Not many people can claim they spent the morning doing something that will last hundreds of years. But that was the case for close to 80 volunteers who participated in “Branching Out,” a tree-planting ceremony sponsored by the State Department’s Office of Foreign Missions (OFM) last week.
On a crisp, clear morning, embassy volunteers, chiefs of mission, and State Department senior officials planted more than 30 trees -- with the help of citizen foresters -- on the grounds of the International Chancery Center (ICC), a 44-acre enclave in Washington, D.C. where over 20 foreign missions are located.
Unafraid to get their hands dirty for a good cause, volunteers showed up from the embassies of Austria, Brunei, Cameroon, China, Honduras, Kuwait, Monaco, Morocco, Nigeria, Singapore, Slovak Republic, and the United Arab Emirates. Austria’s Ambassador to the United States, Dr. Hans Peter Manz, captured the sentiment of many foreign mission volunteers by sharing his motivation to give back to the community.
As Senior Advisor for Environmental Performance and Sustainability Landon Van Dyke explained, “Engagements like this highlight for the diplomatic corps some of our regional environmental challenges and solutions, along with our strong desire to work together on local sustainability efforts as a global community.” In addition to the diverse representation from the diplomatic corps, several senior State Department officials, including Deputy Secretary Heather Higginbottom, Under Secretary for Management Patrick Kennedy, and Assistant Secretary for Administration Joyce Barr, attended the event to show their support from this environmental initiative. Lifelong neighborhood resident, Sam Teicher, out walking his dog, saw the event and expressed his deep appreciation for the State Department’s forward-thinking in partnering with the community to green the area.
This planting represents OFM’s foray into helping the District of Columbia achieve its goal of restoring its tree canopy to 40 percent by 2032. Director of OFM, Ambassador Gentry Smith, remarked, “Think of this as our inaugural event. As part of our core mission to work with the international community, OFM will be looking for more ways to engage foreign missions to meet the environmental sustainability goals of the District of Columbia, the State Department, our country, and the world.”

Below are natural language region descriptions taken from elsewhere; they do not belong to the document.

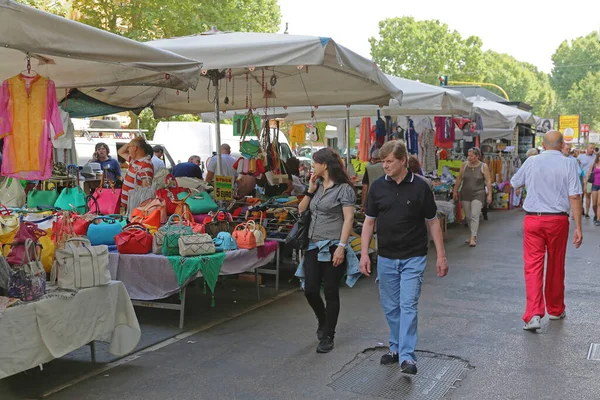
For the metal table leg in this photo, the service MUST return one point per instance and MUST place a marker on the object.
(182, 310)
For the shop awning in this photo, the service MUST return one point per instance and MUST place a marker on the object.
(266, 69)
(77, 55)
(417, 99)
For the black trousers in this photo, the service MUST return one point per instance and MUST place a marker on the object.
(315, 273)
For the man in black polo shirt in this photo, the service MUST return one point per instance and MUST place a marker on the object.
(403, 206)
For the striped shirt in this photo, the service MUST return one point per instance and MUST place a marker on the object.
(137, 172)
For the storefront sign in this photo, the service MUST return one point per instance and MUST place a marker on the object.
(223, 187)
(569, 127)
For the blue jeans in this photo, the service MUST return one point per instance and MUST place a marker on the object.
(399, 288)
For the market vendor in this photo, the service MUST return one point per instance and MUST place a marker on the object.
(107, 163)
(141, 171)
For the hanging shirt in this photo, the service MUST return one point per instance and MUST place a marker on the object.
(28, 107)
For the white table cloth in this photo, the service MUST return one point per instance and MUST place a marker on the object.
(151, 276)
(38, 332)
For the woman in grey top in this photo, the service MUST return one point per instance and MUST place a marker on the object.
(330, 198)
(474, 176)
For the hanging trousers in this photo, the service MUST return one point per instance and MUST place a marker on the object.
(545, 239)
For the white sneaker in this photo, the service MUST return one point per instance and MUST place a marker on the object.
(556, 317)
(533, 324)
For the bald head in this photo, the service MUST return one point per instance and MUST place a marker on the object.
(553, 140)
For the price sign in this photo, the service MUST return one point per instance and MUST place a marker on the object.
(223, 187)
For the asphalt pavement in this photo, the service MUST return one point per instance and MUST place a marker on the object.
(473, 314)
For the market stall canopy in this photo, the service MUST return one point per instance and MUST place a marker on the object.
(77, 55)
(417, 99)
(499, 116)
(260, 68)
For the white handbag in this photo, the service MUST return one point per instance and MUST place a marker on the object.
(12, 194)
(81, 266)
(198, 244)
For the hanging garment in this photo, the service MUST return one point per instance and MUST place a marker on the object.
(28, 107)
(444, 132)
(365, 140)
(412, 142)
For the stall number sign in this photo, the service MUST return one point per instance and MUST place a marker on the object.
(223, 187)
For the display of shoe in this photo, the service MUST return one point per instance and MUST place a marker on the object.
(390, 358)
(409, 367)
(557, 317)
(533, 324)
(325, 345)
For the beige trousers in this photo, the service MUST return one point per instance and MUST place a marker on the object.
(472, 213)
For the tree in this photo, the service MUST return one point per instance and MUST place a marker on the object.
(522, 81)
(424, 50)
(573, 61)
(156, 19)
(584, 99)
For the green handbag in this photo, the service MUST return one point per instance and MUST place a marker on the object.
(200, 203)
(72, 198)
(42, 198)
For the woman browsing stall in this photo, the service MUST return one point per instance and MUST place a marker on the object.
(474, 176)
(330, 199)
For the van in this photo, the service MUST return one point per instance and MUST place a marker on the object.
(185, 139)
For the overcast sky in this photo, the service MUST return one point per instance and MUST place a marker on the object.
(529, 30)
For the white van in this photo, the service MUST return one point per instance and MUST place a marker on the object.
(185, 139)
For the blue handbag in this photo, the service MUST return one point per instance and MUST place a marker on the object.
(225, 242)
(103, 230)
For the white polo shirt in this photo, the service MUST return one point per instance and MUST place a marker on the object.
(550, 179)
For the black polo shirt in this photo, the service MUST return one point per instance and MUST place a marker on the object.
(401, 211)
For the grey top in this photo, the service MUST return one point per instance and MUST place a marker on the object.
(327, 217)
(473, 184)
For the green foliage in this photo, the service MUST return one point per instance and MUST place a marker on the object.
(584, 99)
(573, 61)
(522, 82)
(156, 19)
(424, 50)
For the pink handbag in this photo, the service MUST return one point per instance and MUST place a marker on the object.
(109, 199)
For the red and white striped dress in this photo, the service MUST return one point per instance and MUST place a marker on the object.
(138, 171)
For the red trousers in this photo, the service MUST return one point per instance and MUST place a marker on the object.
(545, 234)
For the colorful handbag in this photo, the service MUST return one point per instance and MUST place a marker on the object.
(150, 213)
(259, 232)
(108, 199)
(170, 193)
(134, 239)
(72, 199)
(200, 202)
(244, 237)
(224, 242)
(12, 193)
(198, 244)
(170, 234)
(27, 231)
(102, 231)
(27, 281)
(43, 197)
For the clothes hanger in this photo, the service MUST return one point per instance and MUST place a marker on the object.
(28, 71)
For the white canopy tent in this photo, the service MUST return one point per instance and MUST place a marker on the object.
(261, 69)
(77, 55)
(417, 99)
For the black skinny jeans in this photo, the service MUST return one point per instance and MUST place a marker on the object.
(316, 272)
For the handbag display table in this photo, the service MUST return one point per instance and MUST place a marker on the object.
(149, 277)
(35, 333)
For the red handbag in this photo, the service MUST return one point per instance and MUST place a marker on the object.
(108, 199)
(170, 193)
(134, 239)
(27, 230)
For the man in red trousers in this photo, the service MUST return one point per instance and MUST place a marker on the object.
(553, 186)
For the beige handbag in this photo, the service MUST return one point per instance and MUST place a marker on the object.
(83, 266)
(259, 232)
(12, 193)
(198, 244)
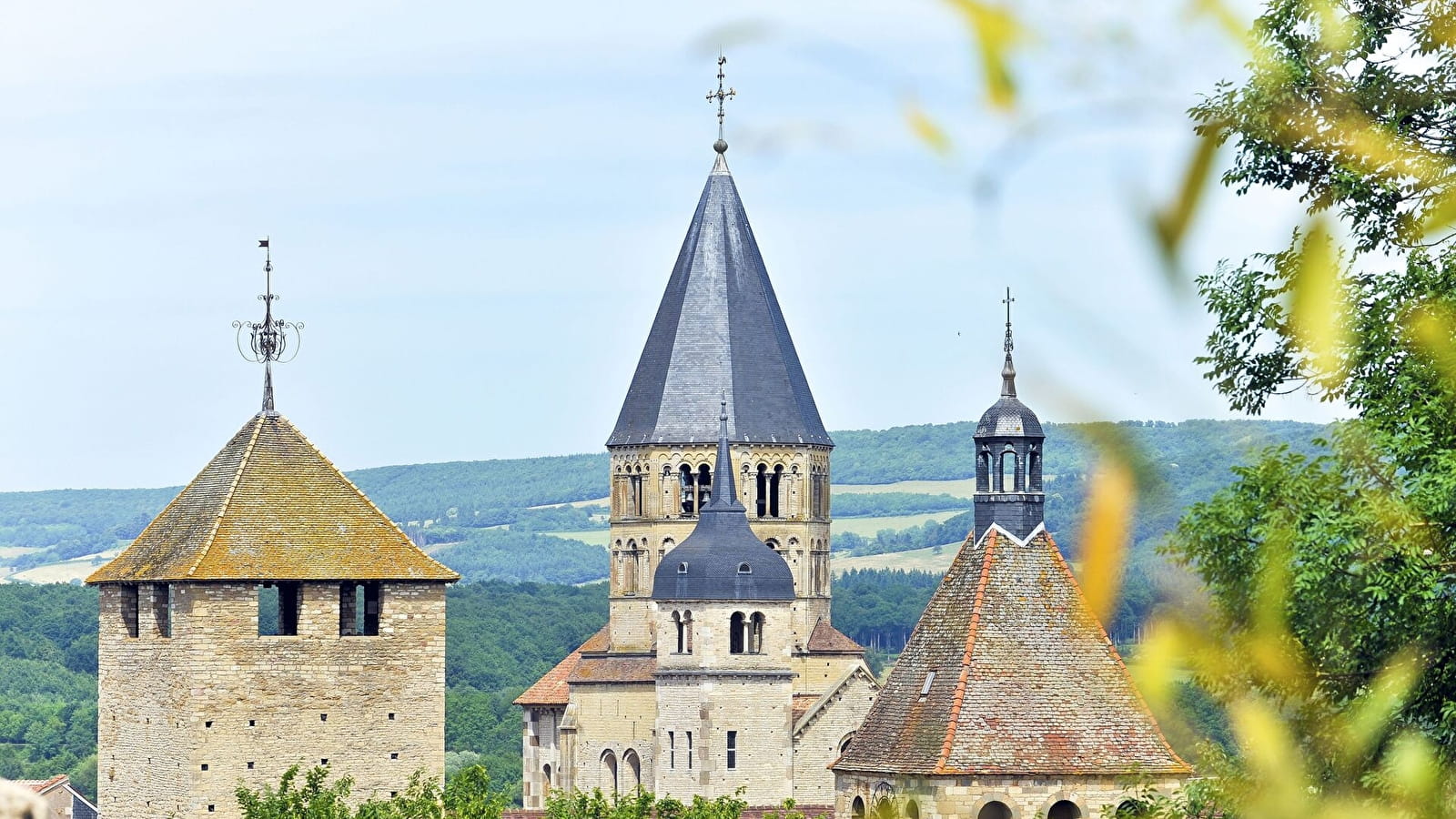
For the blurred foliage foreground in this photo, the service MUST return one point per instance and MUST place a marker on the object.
(1327, 625)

OFM staff members, who planned, coordinated, and launched “Branching Out,” had the foresight to tap non-profit Casey Trees to lend their expertise to this event. Casey Trees Executive Director Mark Buscaino and his staff selected a diverse species palette of evergreen and deciduous trees that are both native to the countries whose missions are based at the ICC, and thrive in the plant hardiness zone of Washington, D.C.
Speaking to the State Department’s larger interest in combating climate change, Deputy Secretary Heather Higginbottom stated, “We are committed to improving the environment at our missions around the globe. That’s why we launched the Greening Diplomacy Initiative to reduce our environmental impact and to help our host cities achieve their own sustainability goals -- just like you’re helping us here today.” This initiative represents a practical way the State Department is placing the environment at the forefront of our foreign policy agenda.
The volunteers who participated now have the satisfaction of knowing they not only advanced foreign policy -- what they did one morning made a positive impact in the community and on the environment that will live on for generations to come.